President Peter Mutharika, Chancellor of University of Malawi (Unima) and now Lilongwe University of Agriculture and Natural Resources (Luanar), has laid blame on public university councils and management for the problems facing the universities. Chief among problems rocking the universities is the closure of colleges such as the Polytechnic and the uncertainty surrounding the Unima’s fees hike.
There is uncertainty surrounding the opening of the Polytechnic, a Unima constituent college. As it is, the calendar has greatly been compromised.
While all this is happening, there is a deafening silence from the Chancellor of the University. However, Mutharika instead of solving, or at least providing direction, has decided to lay blame on councils and management teams of the universities. While I may not entirely be in the know of what goes on in the council, I find it rather disturbing that the Chancellor says the university councils should stop running to him whenever there are problems.
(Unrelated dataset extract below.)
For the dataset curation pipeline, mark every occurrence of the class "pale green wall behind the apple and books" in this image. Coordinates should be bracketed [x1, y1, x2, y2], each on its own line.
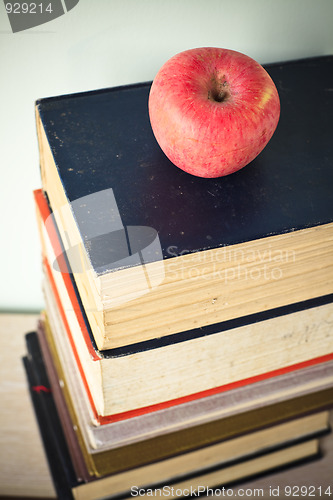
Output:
[0, 0, 333, 310]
Now, Mutharika as you might be aware, is no stranger to absconding his duties when he is needed the most. Last time there was a standoff between government and Unima lecturers, Mutharika, who then was Education minister, simply sneaked out of the country, wishing the problems away.
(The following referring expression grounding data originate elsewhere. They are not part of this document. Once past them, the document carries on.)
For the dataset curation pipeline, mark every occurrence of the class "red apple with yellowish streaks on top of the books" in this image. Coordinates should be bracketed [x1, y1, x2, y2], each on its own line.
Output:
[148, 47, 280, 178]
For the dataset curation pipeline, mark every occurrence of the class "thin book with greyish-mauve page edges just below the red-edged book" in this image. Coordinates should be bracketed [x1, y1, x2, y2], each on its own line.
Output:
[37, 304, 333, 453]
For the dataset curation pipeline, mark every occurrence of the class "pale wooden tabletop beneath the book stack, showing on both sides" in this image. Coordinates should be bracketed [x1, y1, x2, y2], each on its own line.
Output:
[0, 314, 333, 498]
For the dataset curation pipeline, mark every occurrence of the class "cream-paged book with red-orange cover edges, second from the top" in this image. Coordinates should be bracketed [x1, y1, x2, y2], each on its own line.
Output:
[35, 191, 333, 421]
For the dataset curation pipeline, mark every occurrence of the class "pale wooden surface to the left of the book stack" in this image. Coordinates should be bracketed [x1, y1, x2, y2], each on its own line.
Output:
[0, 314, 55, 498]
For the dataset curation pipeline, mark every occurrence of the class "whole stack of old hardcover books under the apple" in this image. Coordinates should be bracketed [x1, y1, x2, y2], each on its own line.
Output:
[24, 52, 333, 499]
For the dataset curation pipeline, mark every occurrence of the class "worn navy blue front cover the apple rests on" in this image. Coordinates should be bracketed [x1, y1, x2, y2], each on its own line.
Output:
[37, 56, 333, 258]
To me, it does not come as a surprise that this time around, Mutharika has chosen to do nothing again; perhaps, hoping and praying that the problems will vanish on their own.
As Chancellor, Mutharika cannot claim nor push the problems rocking the universities entirely on university councils and management teams, by virtue of being the Chancellor of these universities, I believe he is part of the team. Perhaps the Chancellor needs to be reminded that he intervened in the fees hike and ordered a K50 000 reduction across the board on the new fees proposed by Unima.
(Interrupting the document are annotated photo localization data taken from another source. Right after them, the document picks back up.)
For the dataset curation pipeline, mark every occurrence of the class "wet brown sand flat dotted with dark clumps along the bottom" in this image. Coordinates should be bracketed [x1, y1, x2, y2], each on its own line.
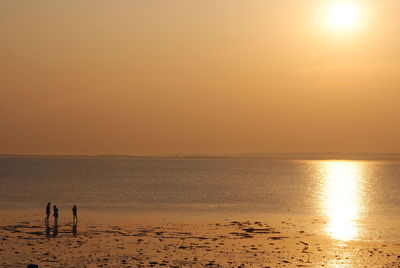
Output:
[0, 213, 400, 267]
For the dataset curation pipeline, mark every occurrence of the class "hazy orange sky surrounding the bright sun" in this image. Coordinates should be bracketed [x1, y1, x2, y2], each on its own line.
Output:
[0, 0, 400, 154]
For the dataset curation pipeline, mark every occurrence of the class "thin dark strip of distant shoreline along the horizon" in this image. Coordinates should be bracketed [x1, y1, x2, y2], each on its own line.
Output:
[0, 153, 400, 160]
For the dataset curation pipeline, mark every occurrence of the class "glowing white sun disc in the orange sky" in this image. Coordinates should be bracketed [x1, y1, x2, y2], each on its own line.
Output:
[326, 1, 361, 31]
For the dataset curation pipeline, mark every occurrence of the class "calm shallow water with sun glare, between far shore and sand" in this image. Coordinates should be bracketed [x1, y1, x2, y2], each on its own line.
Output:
[0, 157, 400, 240]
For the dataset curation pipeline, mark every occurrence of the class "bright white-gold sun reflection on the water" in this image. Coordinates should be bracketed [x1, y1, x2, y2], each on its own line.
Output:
[321, 161, 362, 241]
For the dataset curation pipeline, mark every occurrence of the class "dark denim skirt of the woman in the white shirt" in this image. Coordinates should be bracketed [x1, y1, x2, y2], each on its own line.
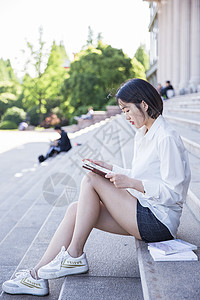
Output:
[137, 201, 173, 243]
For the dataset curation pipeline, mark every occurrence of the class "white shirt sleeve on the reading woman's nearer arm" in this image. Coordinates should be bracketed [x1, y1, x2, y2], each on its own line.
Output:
[142, 136, 185, 204]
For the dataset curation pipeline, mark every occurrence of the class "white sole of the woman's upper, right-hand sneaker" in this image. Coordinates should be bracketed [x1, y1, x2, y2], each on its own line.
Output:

With due respect, Mr President, as Chancellor, you cannot pick and choose which problems to get involved in and solve. By asking the council to stop looking up to you whenever there is a crisis Mr. Chancellor, you are admitting that you have failed to do your job. I do not think the councils are wrong in consulting you whenever there are problems.
Your silence, Mr. Chancellor, will not make the problems go away, but your intervention will.